The size of the spheres and how loosely or densely they are packed determines what colours are absorbed and what colours are able to be transmitted.
The groups of neatly ordered spheres usually occur in patches and it is these patches, and the interactions between them, that produce the pattern and play of colour in opal. This video shows how the play of colour changes in this piece of opal as the light source is moved and therefore the colour diffraction in the different colour patches changes.
This video also demonstrates what an exciting natural gemstone opal is.
Watch the colour flash on this opal!
This is a piece of rough opal – revealed for the first time in millions of years!
Large Opal Nobbies
So how does this all happen?
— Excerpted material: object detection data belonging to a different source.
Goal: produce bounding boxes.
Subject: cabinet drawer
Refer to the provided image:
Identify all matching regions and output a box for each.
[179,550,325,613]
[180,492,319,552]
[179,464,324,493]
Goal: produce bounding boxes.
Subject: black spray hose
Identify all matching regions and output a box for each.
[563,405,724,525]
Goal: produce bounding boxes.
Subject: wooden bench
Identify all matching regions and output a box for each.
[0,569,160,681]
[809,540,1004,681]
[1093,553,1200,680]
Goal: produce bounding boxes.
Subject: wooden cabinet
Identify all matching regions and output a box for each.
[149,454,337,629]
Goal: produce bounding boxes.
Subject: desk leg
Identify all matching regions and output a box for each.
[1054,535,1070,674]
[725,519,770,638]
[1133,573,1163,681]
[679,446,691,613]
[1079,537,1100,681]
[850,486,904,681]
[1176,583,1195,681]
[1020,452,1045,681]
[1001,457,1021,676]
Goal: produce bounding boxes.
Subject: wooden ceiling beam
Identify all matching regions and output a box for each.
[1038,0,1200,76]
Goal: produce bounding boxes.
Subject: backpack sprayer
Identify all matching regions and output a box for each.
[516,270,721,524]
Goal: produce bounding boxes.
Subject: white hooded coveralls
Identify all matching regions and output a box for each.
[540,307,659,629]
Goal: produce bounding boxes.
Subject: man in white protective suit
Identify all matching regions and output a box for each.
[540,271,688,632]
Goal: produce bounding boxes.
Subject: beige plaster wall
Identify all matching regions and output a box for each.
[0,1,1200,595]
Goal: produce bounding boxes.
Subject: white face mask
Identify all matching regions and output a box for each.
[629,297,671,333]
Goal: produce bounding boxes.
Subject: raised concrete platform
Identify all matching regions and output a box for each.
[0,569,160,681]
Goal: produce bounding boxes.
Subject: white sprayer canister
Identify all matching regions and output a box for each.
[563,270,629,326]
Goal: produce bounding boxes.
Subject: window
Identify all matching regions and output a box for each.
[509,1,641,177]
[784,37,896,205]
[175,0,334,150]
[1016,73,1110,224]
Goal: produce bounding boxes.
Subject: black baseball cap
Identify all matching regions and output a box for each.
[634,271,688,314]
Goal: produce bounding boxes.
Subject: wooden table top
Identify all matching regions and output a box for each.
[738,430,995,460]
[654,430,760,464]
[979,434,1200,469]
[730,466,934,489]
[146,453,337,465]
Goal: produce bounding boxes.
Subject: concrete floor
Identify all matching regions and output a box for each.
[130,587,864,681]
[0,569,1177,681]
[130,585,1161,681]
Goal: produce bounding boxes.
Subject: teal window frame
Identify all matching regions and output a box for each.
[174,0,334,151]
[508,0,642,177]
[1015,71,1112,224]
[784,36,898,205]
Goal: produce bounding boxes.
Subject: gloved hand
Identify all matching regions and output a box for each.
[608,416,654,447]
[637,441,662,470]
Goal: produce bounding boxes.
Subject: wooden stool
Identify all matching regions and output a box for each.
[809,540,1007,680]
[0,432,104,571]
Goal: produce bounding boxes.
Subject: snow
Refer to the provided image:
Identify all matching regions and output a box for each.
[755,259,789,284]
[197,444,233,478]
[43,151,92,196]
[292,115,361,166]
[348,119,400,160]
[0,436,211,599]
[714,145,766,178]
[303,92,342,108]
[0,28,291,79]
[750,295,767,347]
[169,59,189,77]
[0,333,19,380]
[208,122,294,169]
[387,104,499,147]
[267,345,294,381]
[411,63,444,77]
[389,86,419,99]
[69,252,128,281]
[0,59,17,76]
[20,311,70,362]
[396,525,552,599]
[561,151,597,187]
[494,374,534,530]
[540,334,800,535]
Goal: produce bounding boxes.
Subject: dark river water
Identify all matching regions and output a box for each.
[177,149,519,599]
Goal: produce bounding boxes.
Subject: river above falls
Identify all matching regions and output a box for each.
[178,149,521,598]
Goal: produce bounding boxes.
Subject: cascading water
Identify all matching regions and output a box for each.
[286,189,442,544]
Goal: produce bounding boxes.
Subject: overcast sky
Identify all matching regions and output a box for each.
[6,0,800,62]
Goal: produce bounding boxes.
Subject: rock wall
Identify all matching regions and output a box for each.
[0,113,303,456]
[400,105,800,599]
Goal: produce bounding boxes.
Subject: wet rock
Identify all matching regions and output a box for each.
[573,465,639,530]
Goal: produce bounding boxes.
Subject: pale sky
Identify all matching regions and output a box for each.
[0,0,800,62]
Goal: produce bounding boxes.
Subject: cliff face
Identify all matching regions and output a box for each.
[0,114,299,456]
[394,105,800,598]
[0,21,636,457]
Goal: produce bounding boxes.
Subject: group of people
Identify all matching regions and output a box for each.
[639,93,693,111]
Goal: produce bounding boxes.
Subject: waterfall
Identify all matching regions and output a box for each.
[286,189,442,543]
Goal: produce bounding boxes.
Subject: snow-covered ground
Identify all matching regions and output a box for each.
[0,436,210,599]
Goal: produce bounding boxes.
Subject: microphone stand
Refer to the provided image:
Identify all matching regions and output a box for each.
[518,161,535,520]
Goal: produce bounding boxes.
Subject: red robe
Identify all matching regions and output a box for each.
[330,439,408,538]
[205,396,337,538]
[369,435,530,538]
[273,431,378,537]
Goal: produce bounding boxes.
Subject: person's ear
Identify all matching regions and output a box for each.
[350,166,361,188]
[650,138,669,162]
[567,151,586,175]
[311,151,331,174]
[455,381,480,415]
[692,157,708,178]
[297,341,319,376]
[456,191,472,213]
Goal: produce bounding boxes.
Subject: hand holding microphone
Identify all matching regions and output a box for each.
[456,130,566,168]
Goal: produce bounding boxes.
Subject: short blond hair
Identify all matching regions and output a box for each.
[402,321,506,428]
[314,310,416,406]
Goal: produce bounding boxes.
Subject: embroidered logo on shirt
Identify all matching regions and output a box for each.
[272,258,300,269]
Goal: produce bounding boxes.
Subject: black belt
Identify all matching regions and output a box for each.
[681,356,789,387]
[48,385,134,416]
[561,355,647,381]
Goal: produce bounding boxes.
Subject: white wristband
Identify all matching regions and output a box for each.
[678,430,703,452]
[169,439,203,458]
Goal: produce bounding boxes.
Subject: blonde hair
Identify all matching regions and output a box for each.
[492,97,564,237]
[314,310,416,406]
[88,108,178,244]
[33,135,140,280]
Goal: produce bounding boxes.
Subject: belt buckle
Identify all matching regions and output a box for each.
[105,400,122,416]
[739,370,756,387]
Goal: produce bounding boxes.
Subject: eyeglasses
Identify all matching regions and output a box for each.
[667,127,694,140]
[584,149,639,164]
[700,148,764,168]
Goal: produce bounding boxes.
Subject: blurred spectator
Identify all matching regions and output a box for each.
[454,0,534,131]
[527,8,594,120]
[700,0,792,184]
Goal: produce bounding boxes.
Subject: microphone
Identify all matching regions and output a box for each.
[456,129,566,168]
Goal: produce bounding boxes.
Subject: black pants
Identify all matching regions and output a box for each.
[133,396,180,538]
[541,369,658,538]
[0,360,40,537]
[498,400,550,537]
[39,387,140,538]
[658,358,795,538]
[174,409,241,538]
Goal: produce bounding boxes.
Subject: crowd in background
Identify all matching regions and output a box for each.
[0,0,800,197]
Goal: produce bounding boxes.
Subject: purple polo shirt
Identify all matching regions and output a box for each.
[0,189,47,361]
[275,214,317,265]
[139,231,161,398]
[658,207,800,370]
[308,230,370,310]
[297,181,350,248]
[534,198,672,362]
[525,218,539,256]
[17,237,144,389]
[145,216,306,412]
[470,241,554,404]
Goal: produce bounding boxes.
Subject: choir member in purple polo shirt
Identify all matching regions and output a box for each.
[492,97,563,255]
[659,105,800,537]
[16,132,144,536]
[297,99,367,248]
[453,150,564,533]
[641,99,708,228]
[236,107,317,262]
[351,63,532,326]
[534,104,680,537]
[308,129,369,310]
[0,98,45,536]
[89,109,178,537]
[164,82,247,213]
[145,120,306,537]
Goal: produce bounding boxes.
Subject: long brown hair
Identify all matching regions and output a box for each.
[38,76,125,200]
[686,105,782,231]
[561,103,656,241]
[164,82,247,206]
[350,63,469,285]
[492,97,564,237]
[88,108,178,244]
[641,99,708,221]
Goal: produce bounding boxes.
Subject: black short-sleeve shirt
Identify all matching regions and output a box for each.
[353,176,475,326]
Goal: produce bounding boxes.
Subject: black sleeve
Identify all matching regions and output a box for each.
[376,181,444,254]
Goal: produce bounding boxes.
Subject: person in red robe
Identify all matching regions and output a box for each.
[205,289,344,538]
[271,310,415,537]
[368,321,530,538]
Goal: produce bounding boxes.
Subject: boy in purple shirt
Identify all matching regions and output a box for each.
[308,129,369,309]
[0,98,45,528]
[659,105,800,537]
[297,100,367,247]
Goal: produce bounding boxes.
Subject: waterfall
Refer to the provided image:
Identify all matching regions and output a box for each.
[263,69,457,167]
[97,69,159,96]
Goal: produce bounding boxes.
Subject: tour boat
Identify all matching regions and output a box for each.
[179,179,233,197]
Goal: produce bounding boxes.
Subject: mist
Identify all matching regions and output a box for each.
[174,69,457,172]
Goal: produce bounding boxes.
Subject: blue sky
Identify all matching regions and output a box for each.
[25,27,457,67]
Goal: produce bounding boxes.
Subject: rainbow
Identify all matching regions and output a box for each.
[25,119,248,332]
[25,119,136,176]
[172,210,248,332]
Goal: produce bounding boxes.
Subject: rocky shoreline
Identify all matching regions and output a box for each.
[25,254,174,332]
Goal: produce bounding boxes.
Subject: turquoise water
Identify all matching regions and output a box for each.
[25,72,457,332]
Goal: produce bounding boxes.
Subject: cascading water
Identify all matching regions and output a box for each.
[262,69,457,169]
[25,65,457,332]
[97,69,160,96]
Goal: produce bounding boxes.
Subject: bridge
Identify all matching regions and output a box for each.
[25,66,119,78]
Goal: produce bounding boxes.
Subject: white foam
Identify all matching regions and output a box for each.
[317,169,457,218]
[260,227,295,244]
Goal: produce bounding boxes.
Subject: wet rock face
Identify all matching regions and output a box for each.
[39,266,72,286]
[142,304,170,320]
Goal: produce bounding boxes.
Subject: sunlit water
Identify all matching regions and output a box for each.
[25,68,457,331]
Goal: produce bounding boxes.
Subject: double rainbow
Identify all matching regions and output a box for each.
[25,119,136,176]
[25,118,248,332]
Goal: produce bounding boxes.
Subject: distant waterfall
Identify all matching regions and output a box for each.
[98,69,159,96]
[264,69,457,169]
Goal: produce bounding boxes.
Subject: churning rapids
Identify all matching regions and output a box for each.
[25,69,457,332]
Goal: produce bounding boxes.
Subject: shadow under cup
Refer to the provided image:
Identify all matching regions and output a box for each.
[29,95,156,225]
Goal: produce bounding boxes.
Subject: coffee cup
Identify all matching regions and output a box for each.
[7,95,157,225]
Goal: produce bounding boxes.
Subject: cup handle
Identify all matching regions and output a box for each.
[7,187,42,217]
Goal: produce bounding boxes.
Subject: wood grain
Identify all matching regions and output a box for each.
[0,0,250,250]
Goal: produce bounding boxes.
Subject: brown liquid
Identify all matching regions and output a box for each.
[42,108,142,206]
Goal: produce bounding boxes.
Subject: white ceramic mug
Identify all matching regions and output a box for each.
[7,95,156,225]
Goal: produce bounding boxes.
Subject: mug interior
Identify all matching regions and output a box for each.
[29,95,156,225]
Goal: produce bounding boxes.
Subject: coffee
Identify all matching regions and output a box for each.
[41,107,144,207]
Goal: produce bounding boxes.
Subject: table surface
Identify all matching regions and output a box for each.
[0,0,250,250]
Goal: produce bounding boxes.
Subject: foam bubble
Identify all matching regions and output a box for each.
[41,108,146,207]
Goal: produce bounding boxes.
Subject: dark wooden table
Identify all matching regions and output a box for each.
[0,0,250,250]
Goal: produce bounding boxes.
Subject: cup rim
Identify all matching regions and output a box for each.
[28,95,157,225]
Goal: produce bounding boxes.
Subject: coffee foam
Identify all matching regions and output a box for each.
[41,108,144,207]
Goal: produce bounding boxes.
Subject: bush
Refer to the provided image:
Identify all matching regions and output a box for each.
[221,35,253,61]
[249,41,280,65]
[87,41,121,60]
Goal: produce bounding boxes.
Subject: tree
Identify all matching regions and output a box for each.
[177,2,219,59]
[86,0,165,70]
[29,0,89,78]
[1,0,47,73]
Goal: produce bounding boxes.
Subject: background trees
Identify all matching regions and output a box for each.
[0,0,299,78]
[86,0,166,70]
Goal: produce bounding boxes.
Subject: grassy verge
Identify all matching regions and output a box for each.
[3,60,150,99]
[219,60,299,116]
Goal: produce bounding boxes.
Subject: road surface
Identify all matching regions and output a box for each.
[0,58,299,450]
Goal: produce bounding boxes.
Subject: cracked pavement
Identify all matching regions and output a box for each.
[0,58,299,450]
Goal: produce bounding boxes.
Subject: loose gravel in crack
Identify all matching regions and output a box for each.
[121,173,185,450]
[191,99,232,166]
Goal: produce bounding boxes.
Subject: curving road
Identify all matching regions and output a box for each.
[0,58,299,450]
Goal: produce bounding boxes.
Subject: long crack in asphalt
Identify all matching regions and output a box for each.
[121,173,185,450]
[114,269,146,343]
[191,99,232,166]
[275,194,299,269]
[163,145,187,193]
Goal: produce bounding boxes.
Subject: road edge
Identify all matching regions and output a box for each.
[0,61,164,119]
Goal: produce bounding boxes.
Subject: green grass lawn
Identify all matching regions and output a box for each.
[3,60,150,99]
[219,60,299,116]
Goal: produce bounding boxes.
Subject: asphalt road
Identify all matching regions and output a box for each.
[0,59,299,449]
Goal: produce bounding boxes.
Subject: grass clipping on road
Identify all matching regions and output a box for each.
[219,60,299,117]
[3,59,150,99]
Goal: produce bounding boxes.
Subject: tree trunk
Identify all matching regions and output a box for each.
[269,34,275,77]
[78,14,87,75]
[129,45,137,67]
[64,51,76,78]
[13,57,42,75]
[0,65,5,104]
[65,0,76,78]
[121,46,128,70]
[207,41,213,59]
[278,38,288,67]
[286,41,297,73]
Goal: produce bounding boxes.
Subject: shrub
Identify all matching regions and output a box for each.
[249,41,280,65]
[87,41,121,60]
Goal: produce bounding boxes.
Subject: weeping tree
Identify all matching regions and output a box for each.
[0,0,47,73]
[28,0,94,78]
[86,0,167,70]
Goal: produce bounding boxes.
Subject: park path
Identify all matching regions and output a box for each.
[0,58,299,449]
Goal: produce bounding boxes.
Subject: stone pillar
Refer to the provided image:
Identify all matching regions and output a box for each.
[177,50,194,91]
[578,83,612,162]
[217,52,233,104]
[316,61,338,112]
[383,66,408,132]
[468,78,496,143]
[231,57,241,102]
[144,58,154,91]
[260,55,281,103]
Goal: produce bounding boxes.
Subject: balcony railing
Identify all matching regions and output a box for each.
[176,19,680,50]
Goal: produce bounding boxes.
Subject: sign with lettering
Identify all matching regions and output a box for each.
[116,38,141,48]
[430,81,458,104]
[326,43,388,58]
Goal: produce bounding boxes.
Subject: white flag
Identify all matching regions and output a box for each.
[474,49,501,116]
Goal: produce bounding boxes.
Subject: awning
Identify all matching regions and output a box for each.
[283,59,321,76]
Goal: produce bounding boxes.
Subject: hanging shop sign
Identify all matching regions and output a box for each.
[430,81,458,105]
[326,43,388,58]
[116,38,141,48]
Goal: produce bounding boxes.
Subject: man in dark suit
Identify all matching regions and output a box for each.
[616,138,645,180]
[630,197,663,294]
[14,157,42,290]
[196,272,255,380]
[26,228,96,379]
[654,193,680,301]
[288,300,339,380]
We know about the microstructure that produces play of colour in precious opal, but how does it form?
That’s actually still quite a controversial subject for geologists and gemologists. Scientists are still debating whether or not heat, pressure or even bacteria are involved in opal formation. The predominant theory is called deep weathering, where silica on the surface of the earth became soluble through acidic oxidative weathering, worked itself downwards via pathways through mud and sandstone, and deposited into non porous voids and seams in the dense clay immediately underneath the sandstone roof. Over time the clay absorbed the water from the silica gel and left behind the solid silica as a nobby or seam.
And if the cavity formed because a bone or shell or plant fragment was once buried in the sediment which later fossilized then the phenomena called an opalised fossil occurs.
Opalised Mussel shells approx. 110 Million years old, from our mine!
Opalised Mussel Shell displaying multi gem bars of colour!
Cross-section of an Opalised Mussel in our private collection
Opalised fossils are extremely rare and prized throughout the world
Beautiful Coober Pedy light opal pair displaying broad Floral Flash pattern
Opal is actually found in several places across the globe, including the United States, Canada, Mexico, Brazil, Indonesia, Ethiopia, Honduras and Hungary – though the Hungarian opal is well and truly mined out.
Lightning Ridge is best known for its Black and Crystal Opal.
White Cliffs, west of Lightning Ridge in NSW, is famous for its white opal and although not much opal is coming out of White Cliffs now, it was at one time the world’s largest producer of opal. South Australian towns such as Coober Pedy, Andamooka and Mintabie are best known as producers of light and crystal opal.
And in western Queensland there a number of locations that produce boulder opal, in which the gem opal forms in cracks and cavities within brown ironstone boulders. Boulder opal can be very dramatic and beautiful.